AMD has officially launched its Quad FX platform, targeting “megatasking” users and computing enthusiasts with pairs of the company’s Athlon 64 FX-70 series of dual core processors and chipsets from Nvidia, rather than AMD’s recently acquired graphics chipmaker ATI. The idea is to create a powerhouse offering designed to appeal to folks who need to run multiple demanding, multitheaded applications—think video editing and 3D rendering—or who just have to ow the biggest and hottest rigs to support their gaming habit.
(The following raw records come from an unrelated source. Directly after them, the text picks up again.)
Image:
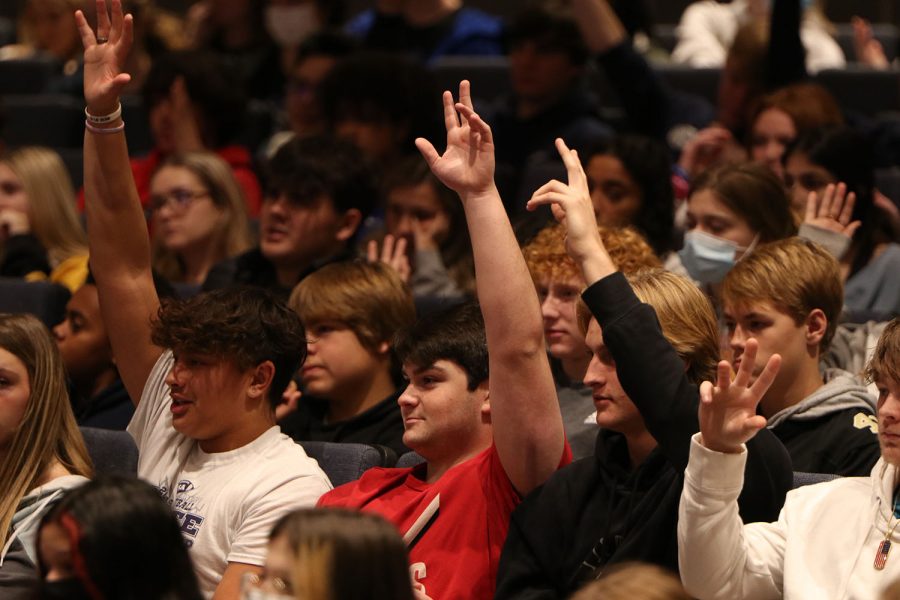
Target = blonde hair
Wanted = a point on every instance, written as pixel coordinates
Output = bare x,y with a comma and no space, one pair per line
369,298
547,259
685,315
345,554
795,275
233,235
51,201
634,581
48,431
885,361
25,28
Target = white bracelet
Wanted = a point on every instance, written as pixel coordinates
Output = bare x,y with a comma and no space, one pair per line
103,119
104,131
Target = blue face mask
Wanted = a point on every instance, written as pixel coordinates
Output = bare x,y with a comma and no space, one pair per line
63,589
708,258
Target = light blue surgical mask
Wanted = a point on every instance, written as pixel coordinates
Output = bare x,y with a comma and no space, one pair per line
708,258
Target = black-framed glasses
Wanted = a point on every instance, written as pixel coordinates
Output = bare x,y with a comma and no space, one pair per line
177,198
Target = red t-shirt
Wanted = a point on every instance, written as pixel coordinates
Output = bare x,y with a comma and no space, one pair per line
457,551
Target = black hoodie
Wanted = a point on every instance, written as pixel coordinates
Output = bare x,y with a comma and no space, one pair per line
599,511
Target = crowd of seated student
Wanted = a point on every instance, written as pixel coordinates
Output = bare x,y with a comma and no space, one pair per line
298,338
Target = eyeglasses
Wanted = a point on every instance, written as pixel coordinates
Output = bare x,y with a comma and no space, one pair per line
257,587
178,198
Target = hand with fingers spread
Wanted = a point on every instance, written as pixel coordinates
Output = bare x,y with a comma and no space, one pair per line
572,207
467,165
393,254
185,128
728,416
105,55
832,210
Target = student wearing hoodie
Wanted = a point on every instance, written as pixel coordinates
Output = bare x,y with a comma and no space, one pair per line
653,339
788,295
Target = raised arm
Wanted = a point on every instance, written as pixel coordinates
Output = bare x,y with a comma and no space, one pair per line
527,425
649,369
117,231
571,206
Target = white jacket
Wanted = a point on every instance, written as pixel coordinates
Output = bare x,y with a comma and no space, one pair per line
707,29
822,546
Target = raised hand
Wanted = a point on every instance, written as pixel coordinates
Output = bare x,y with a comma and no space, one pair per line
104,56
832,210
728,410
467,165
571,206
393,254
869,51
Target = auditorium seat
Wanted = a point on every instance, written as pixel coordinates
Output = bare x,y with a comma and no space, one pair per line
43,299
53,120
112,452
344,463
26,75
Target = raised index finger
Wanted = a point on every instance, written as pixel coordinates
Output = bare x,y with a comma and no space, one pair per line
103,25
84,30
451,121
571,162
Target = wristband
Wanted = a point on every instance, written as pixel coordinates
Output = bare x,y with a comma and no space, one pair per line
103,119
103,130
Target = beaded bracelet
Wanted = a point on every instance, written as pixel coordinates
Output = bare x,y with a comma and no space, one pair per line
103,130
103,119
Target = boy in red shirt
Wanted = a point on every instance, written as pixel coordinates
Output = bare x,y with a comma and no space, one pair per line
487,441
The Quad FX platform features AMD’s Dual Socket Direct Connect (DSDC) architecture, which the company claims is the first dual-socket, multi-core solution designed to “take advantage of the latest enhancements in Windows Vista Ultimate” by enabling high-bandwidth communication between matched processors.
“The emergence of a dual-socket consumer platform is critical for enthusiasts who demand systems that offer the sheer power and system headroom to let the enthusiast configure this system to his or her heart’s content, and launch a fleet of entertainment and productivity applications at once,” said Bob Brewer, corporate VP of AMD’s Desktop Division. “AMD is redefining performance by enabling our customers to take advantage of the amazing megatasking capability of two AMD Athlon 64 FX-70 series processors in the AMD Quad FX Platform.”
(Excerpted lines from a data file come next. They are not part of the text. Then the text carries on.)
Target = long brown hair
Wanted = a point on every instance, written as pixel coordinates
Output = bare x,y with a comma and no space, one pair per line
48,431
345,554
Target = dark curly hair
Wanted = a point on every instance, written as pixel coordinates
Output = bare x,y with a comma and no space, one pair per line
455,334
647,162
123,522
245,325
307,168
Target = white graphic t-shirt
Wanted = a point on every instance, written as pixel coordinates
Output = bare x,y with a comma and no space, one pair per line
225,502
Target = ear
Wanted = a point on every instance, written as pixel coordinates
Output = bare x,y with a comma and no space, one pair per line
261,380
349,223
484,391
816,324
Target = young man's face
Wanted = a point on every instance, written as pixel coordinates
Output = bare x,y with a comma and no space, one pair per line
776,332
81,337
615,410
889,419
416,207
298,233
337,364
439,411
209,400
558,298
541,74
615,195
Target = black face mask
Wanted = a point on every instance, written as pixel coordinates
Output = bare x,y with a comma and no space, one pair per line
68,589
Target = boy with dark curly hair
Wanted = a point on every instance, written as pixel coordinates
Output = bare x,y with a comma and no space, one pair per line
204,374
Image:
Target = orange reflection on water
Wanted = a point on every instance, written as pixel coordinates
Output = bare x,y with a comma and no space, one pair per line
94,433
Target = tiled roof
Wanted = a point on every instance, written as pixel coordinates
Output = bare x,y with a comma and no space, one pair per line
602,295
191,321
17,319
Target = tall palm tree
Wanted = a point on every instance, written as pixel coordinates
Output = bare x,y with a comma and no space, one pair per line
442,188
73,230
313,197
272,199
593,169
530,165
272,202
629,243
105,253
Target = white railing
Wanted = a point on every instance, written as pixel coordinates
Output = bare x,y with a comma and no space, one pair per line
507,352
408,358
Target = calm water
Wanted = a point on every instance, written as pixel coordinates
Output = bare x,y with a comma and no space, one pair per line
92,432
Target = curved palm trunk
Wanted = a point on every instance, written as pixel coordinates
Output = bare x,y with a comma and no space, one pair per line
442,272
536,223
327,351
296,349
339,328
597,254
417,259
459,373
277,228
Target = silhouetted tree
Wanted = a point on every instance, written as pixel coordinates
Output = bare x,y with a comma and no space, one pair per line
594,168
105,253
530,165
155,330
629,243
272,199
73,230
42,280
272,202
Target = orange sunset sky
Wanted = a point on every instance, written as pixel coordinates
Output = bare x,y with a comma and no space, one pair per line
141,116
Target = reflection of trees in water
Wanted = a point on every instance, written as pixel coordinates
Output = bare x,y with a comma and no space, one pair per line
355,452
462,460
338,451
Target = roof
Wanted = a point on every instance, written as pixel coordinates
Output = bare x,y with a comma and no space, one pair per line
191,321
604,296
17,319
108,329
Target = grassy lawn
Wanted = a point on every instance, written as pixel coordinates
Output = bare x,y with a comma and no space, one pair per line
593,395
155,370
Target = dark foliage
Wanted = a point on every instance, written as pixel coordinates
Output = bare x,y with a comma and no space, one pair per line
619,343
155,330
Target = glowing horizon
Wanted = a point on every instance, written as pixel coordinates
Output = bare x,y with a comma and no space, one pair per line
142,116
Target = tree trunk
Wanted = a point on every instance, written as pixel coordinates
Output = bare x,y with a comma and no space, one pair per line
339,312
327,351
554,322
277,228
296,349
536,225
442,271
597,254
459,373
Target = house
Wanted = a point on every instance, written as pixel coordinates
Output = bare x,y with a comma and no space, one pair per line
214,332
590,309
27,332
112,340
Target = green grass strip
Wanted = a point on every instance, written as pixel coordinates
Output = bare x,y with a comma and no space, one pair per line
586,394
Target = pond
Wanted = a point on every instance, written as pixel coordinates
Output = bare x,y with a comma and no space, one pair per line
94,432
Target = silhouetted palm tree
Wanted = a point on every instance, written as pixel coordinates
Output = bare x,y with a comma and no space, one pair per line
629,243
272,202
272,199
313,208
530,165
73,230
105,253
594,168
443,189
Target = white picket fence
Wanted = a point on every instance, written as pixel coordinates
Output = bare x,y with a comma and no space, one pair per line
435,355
AMD is claiming the Quad FX platform can handle enormous amounts of data in real time, including support for “outrageous” configurations like 12 SATA controllers managing 9 TB of storage, support for four or eight monitors using four PCI-E video cards, simultaneous processing of up to 20 USB 2.0 channels or four gigabit Ethernet ports. AMD’s DSDC architecture theoretically enables customers to upgrade their systems as their needs evolve, with eventual eight-core (quadcore × 2) systems on a horizon as a “seamless” upgrade in 2007.
AMD’s pricing for Quad FX FX-70, FX-72, and FX74 processors (2.6, 2.8, and 3.0 GHz) are $599, $799, and $999, respectively, and should be available from NewEgg today, with worldwide availability in early 2007. System builders should be offering Quad FX systems in the near future.
However, all may not be rosy for AMD’s Quad FX: early reports of the Quad FX’s performance and power consumption don’t show the processor in a favorable light compared to Intel’s Core 2 Extreme QX6700; PC Perspective cites a study from the Japanese Impress showing the Quad FX FX-74 gets into the same performance neighborhood, but at significantly higher power consumption. So get those cooling kits ready, folks.